“O verdadeiro traficante nunca pisou na favela”, diz o criador de Arcanjo Renegado

Atualizado em 1 de novembro de 2025 às 17:44
Cena de Arcanjo Renegado. Foto: Reprodução

A quarta temporada da série “Arcanjo Renegado” estreia nesta quinta-feira (6) no Globoplay, trazendo de volta o universo de violência, tráfico e corrupção que marca a produção desde 2020. Criada por José Junior, fundador do AfroReggae, a trama ganhou novo peso diante da recente megaoperação policial nos complexos da Penha e do Alemão, que deixou 121 mortos. Gravada antes da chacina, a série aborda temas que seguem atuais, expondo a complexidade das dinâmicas de poder por trás do crime organizado no Rio de Janeiro.

José Junior, 57 anos, afirma que a nova temporada amplia o olhar sobre o tráfico e rompe com estereótipos. “O verdadeiro traficante nunca pisou na favela”, diz o criador. Para ele, a guerra urbana que domina o noticiário brasileiro não envolve os chefes que controlam o comércio internacional de drogas. “Eles têm responsabilidade, claro, mas não estão nessa guerra diária que a gente vive no Rio e que hoje atinge o país inteiro”, explica.

Em “Arcanjo Renegado”, o tráfico aparece em múltiplas camadas, das disputas locais às redes transnacionais. A nova temporada, segundo Junior, mostra como o crime opera em alta escala e movimenta fortunas longe da mira da polícia. “Alguns desses grupos atuam sem uso da violência. É outro tipo de poder, invisível e mais difícil de enfrentar”, afirma o idealizador. O roteiro, escrito antes da recente crise na segurança pública fluminense, mantém o foco na corrupção política e nas alianças entre facções e setores do Estado.

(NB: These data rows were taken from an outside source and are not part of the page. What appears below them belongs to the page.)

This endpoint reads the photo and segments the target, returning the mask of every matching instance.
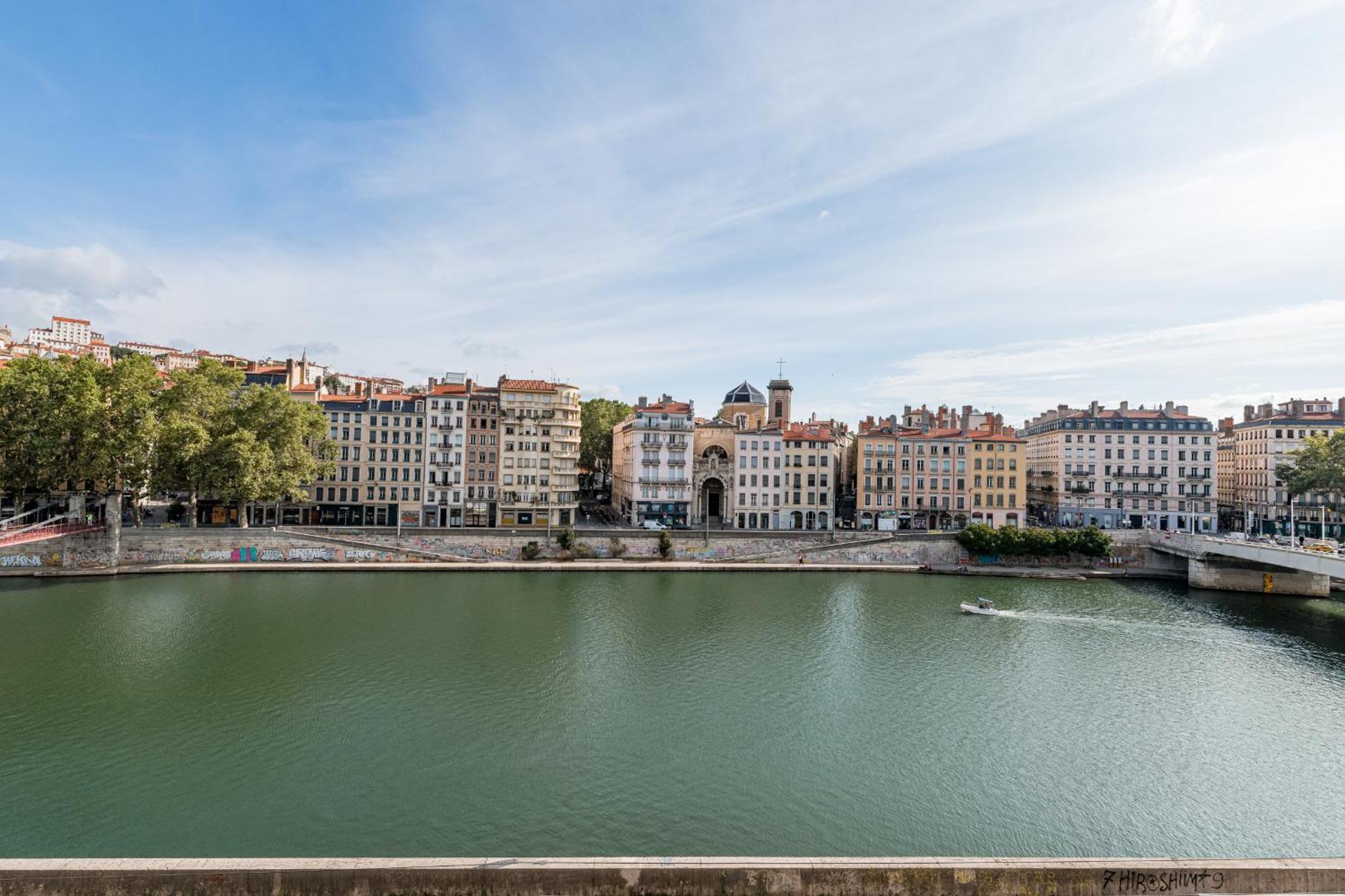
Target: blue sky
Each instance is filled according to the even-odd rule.
[[[0,322],[713,412],[1345,394],[1345,3],[44,3]]]

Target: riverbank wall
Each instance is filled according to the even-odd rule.
[[[0,549],[0,574],[62,574],[91,570],[134,572],[149,568],[233,566],[292,568],[313,565],[460,564],[515,566],[534,564],[557,568],[585,561],[624,561],[667,568],[771,566],[781,564],[855,568],[968,566],[990,574],[1010,573],[995,557],[968,557],[951,533],[751,533],[677,531],[664,561],[659,533],[643,530],[578,530],[570,550],[554,537],[535,530],[443,530],[443,529],[122,529],[118,538],[86,533]],[[530,553],[535,557],[529,558]],[[802,560],[802,564],[799,561]],[[1180,560],[1180,558],[1177,558]],[[1184,574],[1174,558],[1153,552],[1142,533],[1116,533],[1115,557],[1106,561],[1042,560],[1011,574],[1059,576],[1064,570],[1096,570],[1107,574]]]
[[[0,896],[1197,896],[1340,893],[1345,860],[0,860]]]

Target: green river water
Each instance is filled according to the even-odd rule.
[[[1013,612],[960,615],[975,596]],[[1340,601],[863,572],[0,580],[3,856],[1338,856],[1342,760]]]

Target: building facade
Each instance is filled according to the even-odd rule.
[[[572,526],[578,514],[580,390],[499,379],[502,526]]]
[[[694,405],[671,396],[640,396],[612,428],[612,507],[625,522],[690,525],[694,431]]]
[[[780,436],[785,474],[780,482],[780,527],[834,530],[839,468],[835,435],[820,424],[794,422]]]
[[[1219,529],[1215,432],[1185,405],[1060,405],[1028,421],[1028,500],[1048,526]]]
[[[1290,495],[1276,475],[1305,439],[1330,435],[1345,425],[1345,398],[1293,398],[1278,405],[1247,405],[1233,424],[1233,515],[1254,531],[1340,538],[1345,535],[1341,495]],[[1325,533],[1322,535],[1321,533]]]
[[[324,396],[336,470],[313,483],[324,526],[418,526],[425,467],[425,400],[404,393]]]
[[[783,476],[784,435],[779,426],[765,426],[736,436],[737,482],[734,483],[734,529],[788,529],[781,517],[784,505]],[[802,527],[802,526],[799,526]]]
[[[499,519],[500,390],[471,379],[467,391],[465,526],[494,526]]]
[[[464,443],[467,440],[467,374],[430,378],[425,390],[425,525],[463,526]]]

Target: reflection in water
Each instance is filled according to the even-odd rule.
[[[1333,854],[1342,655],[1154,583],[0,583],[0,854]]]

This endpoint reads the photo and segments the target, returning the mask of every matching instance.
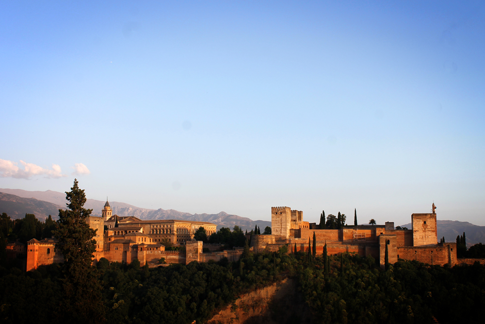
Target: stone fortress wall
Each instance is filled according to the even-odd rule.
[[[433,211],[435,207],[433,204]],[[289,231],[287,230],[289,219]],[[362,256],[371,256],[383,267],[387,246],[390,263],[403,259],[430,264],[456,264],[456,243],[437,242],[435,213],[413,214],[411,223],[413,228],[409,230],[394,229],[392,222],[385,225],[347,226],[337,230],[310,229],[307,226],[308,222],[303,221],[303,212],[292,210],[289,207],[273,207],[273,234],[253,236],[251,246],[259,252],[277,251],[285,245],[291,251],[296,248],[297,251],[307,252],[312,245],[314,234],[317,254],[323,253],[326,244],[329,255],[354,252]]]

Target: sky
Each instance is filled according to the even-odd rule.
[[[0,2],[0,188],[485,225],[485,3]]]

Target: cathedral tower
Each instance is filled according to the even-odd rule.
[[[104,219],[105,222],[111,218],[111,206],[110,206],[110,203],[108,202],[108,199],[106,199],[106,203],[104,204],[104,208],[101,211],[101,215],[103,218]]]

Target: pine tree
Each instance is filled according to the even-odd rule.
[[[64,256],[60,320],[73,323],[101,323],[105,313],[102,288],[91,266],[96,232],[86,222],[93,210],[83,207],[86,196],[78,186],[77,180],[74,179],[71,191],[66,192],[66,200],[68,209],[59,209],[54,231],[58,240],[56,247]]]
[[[313,251],[312,251],[311,254],[314,258],[315,255],[317,254],[317,239],[315,236],[315,232],[313,232],[313,244],[312,246],[312,248]]]

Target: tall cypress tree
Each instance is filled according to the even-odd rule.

José Junior. Foto: Reprodução

O criador da série também lembra que a ficção dialoga com a realidade política do Rio de Janeiro. Um dos eixos da nova temporada trata da ascensão de um pré-candidato ao governo que se vale do discurso da “lei e ordem” para capitalizar o medo e o caos urbano. Para José Junior, esse enredo reflete o uso eleitoral da violência — uma dinâmica que, na vida real, tende a dominar o debate público nas eleições estaduais de 2026.

José Junior se tornou figura conhecida no país em 1993, ao fundar o Grupo Cultural AfroReggae, que promove inclusão social por meio da arte e da cultura afro-brasileira. Desde então, tem se dedicado a projetos audiovisuais que discutem temas ligados à desigualdade, juventude e violência. “Arcanjo Renegado”, estrelada por Marcello Melo Jr., consolidou-se como uma das produções nacionais de maior sucesso do Globoplay, justamente por unir ação policial com crítica social.

Com o lançamento da nova temporada, o criador espera provocar reflexão sobre o ciclo de violência e as narrativas simplistas que o alimentam. Para ele, a série mostra que enfrentar o tráfico e a criminalidade passa por compreender suas estruturas econômicas e políticas, não por soluções imediatistas. “Esse filme de quem promete resolver tudo com um tiro já foi exibido. E o final, além de inútil, virou um escândalo”, resume Junior, em tom de alerta para o público e para o país.